A call to a CRM service is treated as a message. The unified event framework exposes a five-stage event pipeline that processes the message in a synchronous or asynchronous fashion.

Critical Info

There are a few important things to keep in mind about plug-ins:

Plug-in correlation: Certain scenarios might cause a plug-in step to execute in an infinite loop. For example a plug-in registered for an update event on an account updates the account on being executed. Always use the plug-in context to create a proxy to the CrmService because it can detect infinite loops. You can use the CreateCrmService method of the plug-in context to create a CrmService proxy. If you need to create a CrmService instance in the plug-in, set the service’s CorrelationTokenValue property to a new instance of CorrelationToken class. The plug-in context CorrelationId, Depth and CorrelationUpdatedTime are passed in as instance parameters. The CorrelationToken class makes use of soap headers to maintain the context association with the caller.

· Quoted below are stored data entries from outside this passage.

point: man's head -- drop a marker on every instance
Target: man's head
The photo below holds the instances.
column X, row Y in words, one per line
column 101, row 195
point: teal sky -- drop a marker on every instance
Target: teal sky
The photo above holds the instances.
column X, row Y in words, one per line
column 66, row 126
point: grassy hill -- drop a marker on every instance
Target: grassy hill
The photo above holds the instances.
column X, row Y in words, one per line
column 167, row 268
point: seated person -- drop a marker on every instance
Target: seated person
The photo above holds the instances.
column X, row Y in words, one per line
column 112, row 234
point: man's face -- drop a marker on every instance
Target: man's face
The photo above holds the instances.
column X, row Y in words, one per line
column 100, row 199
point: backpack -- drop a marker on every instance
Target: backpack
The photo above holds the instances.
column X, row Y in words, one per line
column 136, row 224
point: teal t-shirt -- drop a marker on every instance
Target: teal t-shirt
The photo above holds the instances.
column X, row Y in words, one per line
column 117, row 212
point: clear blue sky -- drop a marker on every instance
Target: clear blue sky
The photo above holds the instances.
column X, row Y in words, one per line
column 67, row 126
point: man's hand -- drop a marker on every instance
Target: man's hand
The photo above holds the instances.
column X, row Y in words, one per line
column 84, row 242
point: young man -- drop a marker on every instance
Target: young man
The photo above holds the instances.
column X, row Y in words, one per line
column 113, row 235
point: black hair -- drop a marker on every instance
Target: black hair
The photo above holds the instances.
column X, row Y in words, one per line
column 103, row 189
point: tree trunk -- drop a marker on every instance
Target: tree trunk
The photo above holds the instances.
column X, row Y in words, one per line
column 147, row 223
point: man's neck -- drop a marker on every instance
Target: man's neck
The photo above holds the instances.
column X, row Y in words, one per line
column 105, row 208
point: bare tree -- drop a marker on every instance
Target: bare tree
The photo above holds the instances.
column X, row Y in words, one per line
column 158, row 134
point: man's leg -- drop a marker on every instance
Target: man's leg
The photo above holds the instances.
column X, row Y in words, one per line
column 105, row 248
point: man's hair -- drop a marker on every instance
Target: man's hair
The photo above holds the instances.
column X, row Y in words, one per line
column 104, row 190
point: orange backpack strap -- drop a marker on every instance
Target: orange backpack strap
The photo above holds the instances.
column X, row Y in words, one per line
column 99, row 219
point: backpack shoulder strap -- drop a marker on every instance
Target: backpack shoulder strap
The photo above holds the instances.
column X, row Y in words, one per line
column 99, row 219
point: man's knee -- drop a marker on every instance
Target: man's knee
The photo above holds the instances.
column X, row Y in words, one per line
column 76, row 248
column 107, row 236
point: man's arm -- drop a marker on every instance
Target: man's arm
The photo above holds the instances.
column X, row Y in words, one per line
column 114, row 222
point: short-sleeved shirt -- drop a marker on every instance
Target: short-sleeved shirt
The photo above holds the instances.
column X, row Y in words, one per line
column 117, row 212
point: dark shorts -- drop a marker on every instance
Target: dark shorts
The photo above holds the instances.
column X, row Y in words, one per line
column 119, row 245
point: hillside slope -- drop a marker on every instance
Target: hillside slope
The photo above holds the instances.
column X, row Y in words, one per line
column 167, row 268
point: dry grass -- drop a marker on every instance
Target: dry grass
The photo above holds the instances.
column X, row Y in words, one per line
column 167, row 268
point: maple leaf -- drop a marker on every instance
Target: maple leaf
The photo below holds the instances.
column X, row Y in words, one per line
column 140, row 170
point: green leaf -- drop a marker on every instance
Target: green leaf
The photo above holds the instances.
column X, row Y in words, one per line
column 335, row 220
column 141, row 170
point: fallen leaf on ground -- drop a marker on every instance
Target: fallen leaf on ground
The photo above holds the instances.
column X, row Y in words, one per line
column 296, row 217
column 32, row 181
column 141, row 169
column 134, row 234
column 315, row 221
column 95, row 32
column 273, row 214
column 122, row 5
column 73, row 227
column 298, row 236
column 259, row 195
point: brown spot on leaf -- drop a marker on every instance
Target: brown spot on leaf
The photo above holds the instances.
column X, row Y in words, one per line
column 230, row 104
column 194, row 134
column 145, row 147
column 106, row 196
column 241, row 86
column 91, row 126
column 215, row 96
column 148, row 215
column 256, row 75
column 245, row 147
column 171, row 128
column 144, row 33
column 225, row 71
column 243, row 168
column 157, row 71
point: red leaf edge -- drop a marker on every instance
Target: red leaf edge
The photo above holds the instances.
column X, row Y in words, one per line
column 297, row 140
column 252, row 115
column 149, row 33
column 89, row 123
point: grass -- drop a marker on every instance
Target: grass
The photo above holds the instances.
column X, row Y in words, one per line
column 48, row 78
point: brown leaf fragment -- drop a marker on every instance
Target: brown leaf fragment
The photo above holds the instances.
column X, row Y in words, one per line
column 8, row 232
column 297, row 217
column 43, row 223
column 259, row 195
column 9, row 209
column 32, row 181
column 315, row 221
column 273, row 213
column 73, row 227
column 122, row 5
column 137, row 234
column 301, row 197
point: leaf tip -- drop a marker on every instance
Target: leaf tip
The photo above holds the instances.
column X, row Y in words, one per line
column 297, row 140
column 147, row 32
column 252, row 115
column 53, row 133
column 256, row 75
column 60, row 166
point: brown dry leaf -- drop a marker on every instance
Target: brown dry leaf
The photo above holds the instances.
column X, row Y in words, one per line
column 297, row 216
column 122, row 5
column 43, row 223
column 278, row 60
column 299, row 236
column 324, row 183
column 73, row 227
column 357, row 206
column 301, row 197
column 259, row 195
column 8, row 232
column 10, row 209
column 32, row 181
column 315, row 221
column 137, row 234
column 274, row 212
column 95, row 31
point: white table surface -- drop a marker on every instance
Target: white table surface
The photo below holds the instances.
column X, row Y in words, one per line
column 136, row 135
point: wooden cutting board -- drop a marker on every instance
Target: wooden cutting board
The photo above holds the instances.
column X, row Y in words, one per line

Shared Variables: The plug-in context has a SharedVariables property bag that holds properties that plug-ins registered at different stages of the pipeline can share.

Offline support: You can register plug-ins for execution in offline mode. This feature allows support for plug-ins in Microsoft Dynamics CRM for Outlook. The plug-in context has an IsExecutingInOfflineMode property to check if the plug-in is being executed in offline mode.